16.5 C
New York
Sunday, June 15, 2025

Buy now

OpenAI upgrades its transcription and voice-generating AI models

OpenAI is bringing new transcription and voice-generating AI fashions to its API that the corporate claims enhance upon its earlier releases.

For OpenAI, the fashions match into its broader “agentic” imaginative and prescient: constructing automated techniques that may independently accomplish duties on behalf of customers. The definition of “agent” is perhaps in dispute, however OpenAI Head of Product Olivier Godemont described one interpretation as a chatbot that may converse with a companies’ prospects.

“We’re going to see increasingly more brokers pop up within the coming months” Godemont instructed iinfoai throughout a briefing. “And so the final theme helps prospects and builders leverage brokers which might be helpful, out there, and correct.”

OpenAI claims that its new text-to-speech mannequin, “gpt-4o-mini-tts,” not solely delivers extra nuanced and realistic-sounding speech however is extra “steerable” than its previous-gen speech-synthesizing fashions. Builders can instruct gpt-4o-mini-tts on the best way to say issues in pure language — for instance, “converse like a mad scientist” or “use a serene voice, like a mindfulness instructor.”

Right here’s a “true crime-style,” weathered voice:

And right here’s a pattern of a feminine “skilled” voice:

Jeff Haris, a member of the product employees at OpenAI, instructed iinfoai that the objective is to let builders tailor each the voice “expertise” and “context.”

“In numerous contexts, you don’t simply need a flat, monotonous voice,” Harris continued. “In case you’re in a buyer help expertise and also you need the voice to be apologetic as a result of it’s made a mistake, you possibly can even have the voice have that emotion in it […] Our large perception, right here, is that builders and customers need to actually management not simply what’s spoken, however how issues are spoken.”
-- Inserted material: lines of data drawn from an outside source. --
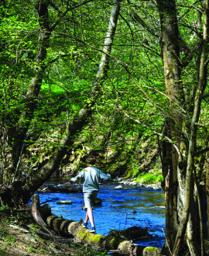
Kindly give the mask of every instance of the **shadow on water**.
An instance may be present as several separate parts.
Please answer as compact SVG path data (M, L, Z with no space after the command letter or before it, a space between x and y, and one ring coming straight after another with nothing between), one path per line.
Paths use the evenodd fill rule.
M53 185L57 185L57 183ZM111 230L125 230L133 226L147 227L154 238L135 243L162 247L164 244L165 229L163 192L135 187L115 189L117 185L118 184L100 185L98 197L103 202L101 206L94 209L97 233L107 235ZM50 200L47 203L52 213L57 216L74 221L85 217L85 211L82 209L83 193L41 193L39 199L41 203ZM73 203L58 205L57 202L59 200L71 200ZM90 228L90 226L89 223L87 227Z

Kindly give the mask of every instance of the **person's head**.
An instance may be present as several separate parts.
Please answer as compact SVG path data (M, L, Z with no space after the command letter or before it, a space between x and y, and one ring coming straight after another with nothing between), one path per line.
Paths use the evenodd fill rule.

See also  Dapr’s microservices runtime now supports AI agents

As for OpenAI’s new speech-to-text fashions, “gpt-4o-transcribe” and “gpt-4o-mini-transcribe,” they successfully change the corporate’s long-in-the-tooth Whisper transcription mannequin. Educated on “various, high-quality audio datasets,” the brand new fashions can higher seize accented and different speech, OpenAI claims, even in chaotic environments.

They’re additionally much less more likely to hallucinate, Harris added. Whisper notoriously tended to manufacture phrases — and even entire passages — in conversations, introducing every thing from racial commentary to imagined medical remedies into transcripts.

“[T]hese fashions are a lot improved versus Whisper on that entrance,” Harris stated. “Ensuring the fashions are correct is totally important to getting a dependable voice expertise, and correct [in this context] signifies that the fashions are listening to the phrases exactly [and] aren’t filling in particulars that they didn’t hear.”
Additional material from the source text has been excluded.